Human-in-the-Loop Patterns#

The most common failure mode in agent-driven work is not a wrong answer – it is a correct action taken without permission. An agent that deletes a file to “clean up,” force-pushes a branch to “fix history,” or restarts a service to “apply changes” can cause more damage in one unauthorized action than a dozen wrong answers.

Human-in-the-loop design is not about limiting agent capability. It is about matching autonomy to risk. Safe, reversible actions should proceed without interruption. Dangerous, irreversible actions should require explicit approval.
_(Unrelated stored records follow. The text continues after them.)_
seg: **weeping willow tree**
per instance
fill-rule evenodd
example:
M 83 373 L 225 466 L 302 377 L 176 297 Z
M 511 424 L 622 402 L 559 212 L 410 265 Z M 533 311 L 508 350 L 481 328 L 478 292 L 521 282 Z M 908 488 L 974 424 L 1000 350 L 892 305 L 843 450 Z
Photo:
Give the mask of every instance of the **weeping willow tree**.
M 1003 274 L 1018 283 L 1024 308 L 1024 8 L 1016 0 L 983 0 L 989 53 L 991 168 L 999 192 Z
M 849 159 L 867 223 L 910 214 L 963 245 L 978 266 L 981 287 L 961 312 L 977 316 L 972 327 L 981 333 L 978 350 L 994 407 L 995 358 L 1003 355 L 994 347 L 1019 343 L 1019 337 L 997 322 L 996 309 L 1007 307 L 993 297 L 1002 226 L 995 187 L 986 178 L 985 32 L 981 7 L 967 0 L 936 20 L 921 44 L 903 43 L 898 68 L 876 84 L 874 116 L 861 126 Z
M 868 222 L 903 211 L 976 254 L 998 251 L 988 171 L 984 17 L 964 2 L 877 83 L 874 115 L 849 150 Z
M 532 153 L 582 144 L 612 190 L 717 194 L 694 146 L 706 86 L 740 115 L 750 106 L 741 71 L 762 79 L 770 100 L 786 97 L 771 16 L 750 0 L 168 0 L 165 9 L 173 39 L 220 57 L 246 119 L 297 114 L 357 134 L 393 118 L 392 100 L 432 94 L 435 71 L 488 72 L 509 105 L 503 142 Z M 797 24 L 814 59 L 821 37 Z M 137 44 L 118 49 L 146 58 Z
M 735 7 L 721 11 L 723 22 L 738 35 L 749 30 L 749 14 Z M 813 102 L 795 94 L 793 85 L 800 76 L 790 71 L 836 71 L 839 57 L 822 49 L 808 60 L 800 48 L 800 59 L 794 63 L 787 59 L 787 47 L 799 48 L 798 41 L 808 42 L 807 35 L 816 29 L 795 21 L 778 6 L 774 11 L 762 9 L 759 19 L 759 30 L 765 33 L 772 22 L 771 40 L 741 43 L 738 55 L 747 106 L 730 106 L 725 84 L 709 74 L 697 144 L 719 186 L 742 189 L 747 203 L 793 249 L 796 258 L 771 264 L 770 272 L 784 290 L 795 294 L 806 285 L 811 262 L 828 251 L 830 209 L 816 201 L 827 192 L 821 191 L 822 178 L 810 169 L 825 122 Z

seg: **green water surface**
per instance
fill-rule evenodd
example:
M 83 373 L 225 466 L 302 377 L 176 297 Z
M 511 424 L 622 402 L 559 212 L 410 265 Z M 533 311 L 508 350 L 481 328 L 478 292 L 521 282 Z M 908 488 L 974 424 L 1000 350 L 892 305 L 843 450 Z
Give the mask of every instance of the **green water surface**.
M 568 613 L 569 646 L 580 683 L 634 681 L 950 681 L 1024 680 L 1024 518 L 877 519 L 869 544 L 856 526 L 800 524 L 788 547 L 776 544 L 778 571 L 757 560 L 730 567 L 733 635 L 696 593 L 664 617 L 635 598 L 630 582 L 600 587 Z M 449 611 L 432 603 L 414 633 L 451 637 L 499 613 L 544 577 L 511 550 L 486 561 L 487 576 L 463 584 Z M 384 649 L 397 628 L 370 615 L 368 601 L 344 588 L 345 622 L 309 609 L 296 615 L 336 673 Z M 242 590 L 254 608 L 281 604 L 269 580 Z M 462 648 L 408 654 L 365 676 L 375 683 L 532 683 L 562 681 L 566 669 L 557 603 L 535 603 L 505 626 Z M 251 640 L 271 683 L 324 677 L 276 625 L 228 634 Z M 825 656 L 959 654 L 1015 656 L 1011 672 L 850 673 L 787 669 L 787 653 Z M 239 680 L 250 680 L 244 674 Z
The challenge is building this classification into the workflow without turning every action into a confirmation dialog.

The Risk Classification Framework#

Every action an agent takes falls on two axes: reversibility (can you undo it?) and blast radius (how much does it affect?).

                    High Blast Radius
                         │
         GATE            │         BLOCK
    (approve first)      │    (human does it)
                         │
  ───────────────────────┼───────────────────
                         │
         INFORM          │         GATE
    (notify after)       │    (approve first)
                         │
                    Low Blast Radius

     Reversible ─────────┼──────── Irreversible
Quadrant Reversible + Low Blast Reversible + High Blast Irreversible + Low Blast Irreversible + High Blast
Action Proceed freely Inform after Approve before Human executes
Examples Edit a file, run tests, read configs Create a branch, install a dev dependency Delete a file, drop an index Force-push to main, drop a database, delete a production resource

Classification by Action Type#

Action Category Default Policy Examples
Read operations Autonomous Read files, query APIs, list resources, search logs
Local file writes Autonomous Edit code, create files, write configs (all reversible via git)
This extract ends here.